After a year of hard work dieting and exercising, the actress had lost 50 lbs. “I want to get into the metal bikini and just walk around the house like an idiot,” the actress told the Today show at the time. “Answer the doorbell: ‘What is it? This old thing?’ I’ll come out with a line of metal bikinis for women over 40. If you want dignity, you wear metal bikinis over [age] 40.”
Fisher continued to share her thoughts on weight and appearance in Hollywood while promoting Star Wars: The Force Awakens, telling PEOPLE, “When I do lose the weight, I don’t like that it makes me feel good about myself. It’s not who I am.”
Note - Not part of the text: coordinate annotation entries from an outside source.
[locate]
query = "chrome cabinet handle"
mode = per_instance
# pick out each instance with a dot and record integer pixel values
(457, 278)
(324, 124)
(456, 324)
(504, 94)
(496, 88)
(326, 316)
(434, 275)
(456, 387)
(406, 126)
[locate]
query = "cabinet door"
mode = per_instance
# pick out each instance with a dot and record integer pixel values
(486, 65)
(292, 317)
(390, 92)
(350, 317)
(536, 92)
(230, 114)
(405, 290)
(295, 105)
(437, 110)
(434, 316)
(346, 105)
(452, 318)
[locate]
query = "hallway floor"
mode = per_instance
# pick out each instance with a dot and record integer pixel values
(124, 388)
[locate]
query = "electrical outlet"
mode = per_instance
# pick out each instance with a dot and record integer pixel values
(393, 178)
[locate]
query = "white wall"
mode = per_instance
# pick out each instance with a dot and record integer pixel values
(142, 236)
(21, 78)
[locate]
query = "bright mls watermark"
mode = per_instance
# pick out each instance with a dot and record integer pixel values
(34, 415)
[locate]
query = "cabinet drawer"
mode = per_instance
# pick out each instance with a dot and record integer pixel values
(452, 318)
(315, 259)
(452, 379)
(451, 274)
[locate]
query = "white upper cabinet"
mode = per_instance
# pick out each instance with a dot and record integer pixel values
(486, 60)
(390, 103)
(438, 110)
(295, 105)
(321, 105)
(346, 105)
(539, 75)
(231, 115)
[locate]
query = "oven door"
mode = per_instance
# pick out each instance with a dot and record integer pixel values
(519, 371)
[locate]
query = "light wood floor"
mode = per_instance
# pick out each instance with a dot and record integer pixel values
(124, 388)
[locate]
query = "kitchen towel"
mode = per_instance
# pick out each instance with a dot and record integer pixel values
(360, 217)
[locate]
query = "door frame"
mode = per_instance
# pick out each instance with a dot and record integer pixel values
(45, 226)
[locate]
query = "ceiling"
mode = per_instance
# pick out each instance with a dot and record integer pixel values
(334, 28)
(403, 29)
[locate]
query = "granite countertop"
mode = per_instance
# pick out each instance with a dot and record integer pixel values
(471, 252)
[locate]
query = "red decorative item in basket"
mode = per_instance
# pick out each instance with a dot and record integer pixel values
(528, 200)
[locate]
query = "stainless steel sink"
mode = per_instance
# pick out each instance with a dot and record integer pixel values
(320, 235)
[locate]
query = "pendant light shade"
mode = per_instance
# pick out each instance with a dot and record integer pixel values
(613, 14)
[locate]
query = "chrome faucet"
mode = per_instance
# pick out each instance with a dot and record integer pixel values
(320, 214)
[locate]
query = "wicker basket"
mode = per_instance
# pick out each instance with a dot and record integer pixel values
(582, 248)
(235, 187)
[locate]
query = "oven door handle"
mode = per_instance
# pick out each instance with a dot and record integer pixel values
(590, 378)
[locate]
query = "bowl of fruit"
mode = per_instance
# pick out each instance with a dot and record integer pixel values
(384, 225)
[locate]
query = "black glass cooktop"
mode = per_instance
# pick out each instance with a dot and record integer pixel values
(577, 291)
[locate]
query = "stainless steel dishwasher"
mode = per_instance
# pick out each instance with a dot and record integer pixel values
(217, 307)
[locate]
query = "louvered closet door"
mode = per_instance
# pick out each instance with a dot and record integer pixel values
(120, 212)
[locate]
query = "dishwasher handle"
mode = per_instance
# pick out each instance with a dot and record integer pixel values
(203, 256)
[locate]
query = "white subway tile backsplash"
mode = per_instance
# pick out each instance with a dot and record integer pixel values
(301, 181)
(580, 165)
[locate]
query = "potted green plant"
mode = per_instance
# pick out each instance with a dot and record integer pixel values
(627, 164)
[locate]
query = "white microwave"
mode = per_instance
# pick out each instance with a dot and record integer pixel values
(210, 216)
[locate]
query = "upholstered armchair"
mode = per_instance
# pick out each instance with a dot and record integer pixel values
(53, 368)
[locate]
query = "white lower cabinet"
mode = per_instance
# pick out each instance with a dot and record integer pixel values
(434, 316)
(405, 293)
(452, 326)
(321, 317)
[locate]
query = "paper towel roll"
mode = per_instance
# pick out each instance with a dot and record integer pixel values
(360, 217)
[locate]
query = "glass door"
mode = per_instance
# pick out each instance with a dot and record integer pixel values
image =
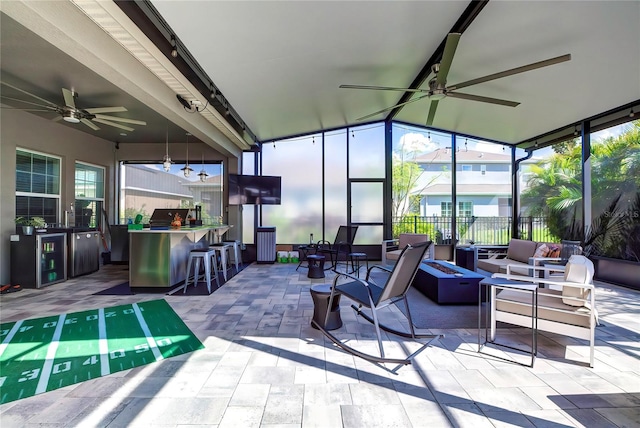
(366, 208)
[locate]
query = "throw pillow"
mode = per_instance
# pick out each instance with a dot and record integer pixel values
(554, 251)
(541, 251)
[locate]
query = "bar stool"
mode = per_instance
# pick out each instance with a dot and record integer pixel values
(195, 256)
(237, 253)
(224, 250)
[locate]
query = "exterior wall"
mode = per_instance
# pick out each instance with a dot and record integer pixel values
(24, 130)
(483, 205)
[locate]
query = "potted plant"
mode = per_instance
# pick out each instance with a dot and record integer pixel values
(28, 224)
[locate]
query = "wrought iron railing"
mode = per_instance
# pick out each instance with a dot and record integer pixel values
(480, 230)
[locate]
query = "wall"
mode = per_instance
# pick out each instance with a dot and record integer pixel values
(25, 130)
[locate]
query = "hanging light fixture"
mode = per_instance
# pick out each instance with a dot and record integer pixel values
(203, 174)
(174, 47)
(166, 161)
(186, 170)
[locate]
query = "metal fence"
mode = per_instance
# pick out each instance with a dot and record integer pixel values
(480, 230)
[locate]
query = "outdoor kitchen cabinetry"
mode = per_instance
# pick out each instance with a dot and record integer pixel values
(38, 260)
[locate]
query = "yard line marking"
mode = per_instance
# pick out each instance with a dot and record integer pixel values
(9, 337)
(103, 346)
(43, 382)
(145, 329)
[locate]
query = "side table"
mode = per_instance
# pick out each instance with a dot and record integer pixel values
(356, 260)
(320, 294)
(467, 257)
(316, 266)
(304, 251)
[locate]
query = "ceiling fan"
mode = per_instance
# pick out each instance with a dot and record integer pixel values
(438, 88)
(70, 113)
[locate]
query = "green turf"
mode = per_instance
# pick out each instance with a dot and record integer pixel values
(43, 354)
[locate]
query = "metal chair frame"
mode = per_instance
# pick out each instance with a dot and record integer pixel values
(366, 293)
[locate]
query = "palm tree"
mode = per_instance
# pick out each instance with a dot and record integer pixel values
(555, 188)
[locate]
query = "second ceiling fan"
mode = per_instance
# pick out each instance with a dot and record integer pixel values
(69, 112)
(438, 88)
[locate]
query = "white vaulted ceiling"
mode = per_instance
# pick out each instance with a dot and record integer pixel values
(279, 64)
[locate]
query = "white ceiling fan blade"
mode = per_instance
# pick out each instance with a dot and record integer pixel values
(392, 107)
(69, 100)
(482, 99)
(121, 119)
(50, 107)
(432, 112)
(99, 110)
(90, 124)
(30, 94)
(117, 125)
(513, 71)
(382, 88)
(30, 109)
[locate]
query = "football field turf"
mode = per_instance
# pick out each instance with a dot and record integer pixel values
(43, 354)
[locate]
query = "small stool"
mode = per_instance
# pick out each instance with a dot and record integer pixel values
(195, 256)
(304, 253)
(316, 266)
(320, 294)
(224, 250)
(356, 260)
(237, 253)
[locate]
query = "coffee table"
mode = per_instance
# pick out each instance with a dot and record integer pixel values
(460, 287)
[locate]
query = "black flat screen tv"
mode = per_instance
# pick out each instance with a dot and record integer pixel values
(254, 189)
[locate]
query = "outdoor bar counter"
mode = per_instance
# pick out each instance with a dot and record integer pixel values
(158, 258)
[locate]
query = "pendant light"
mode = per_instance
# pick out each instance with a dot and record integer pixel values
(186, 170)
(166, 161)
(203, 174)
Growing up with her famous parents, singer Eddie Fisher and actress Debbie Reynolds, 83, Fisher said she never felt like she was as attractive as her mom. “I looked at my mother and said, ‘Wow, she is gorgeous and I don’t look like her, therefore I’m not pretty,’ ” she explained. “‘And my father doesn’t visit – I mustn’t be pretty because he likes pretty women.’ ”
Fisher relayed her experience to new Star Wars actress Daisy Ridley and advised her to avoid getting forced into a “sex symbol” role – like Fisher in 1983’s Return of the Jedi, when she wore the iconic gold bikini.
“You should fight for your outfit,” she warned Ridley. “Don’t be a slave like I was.”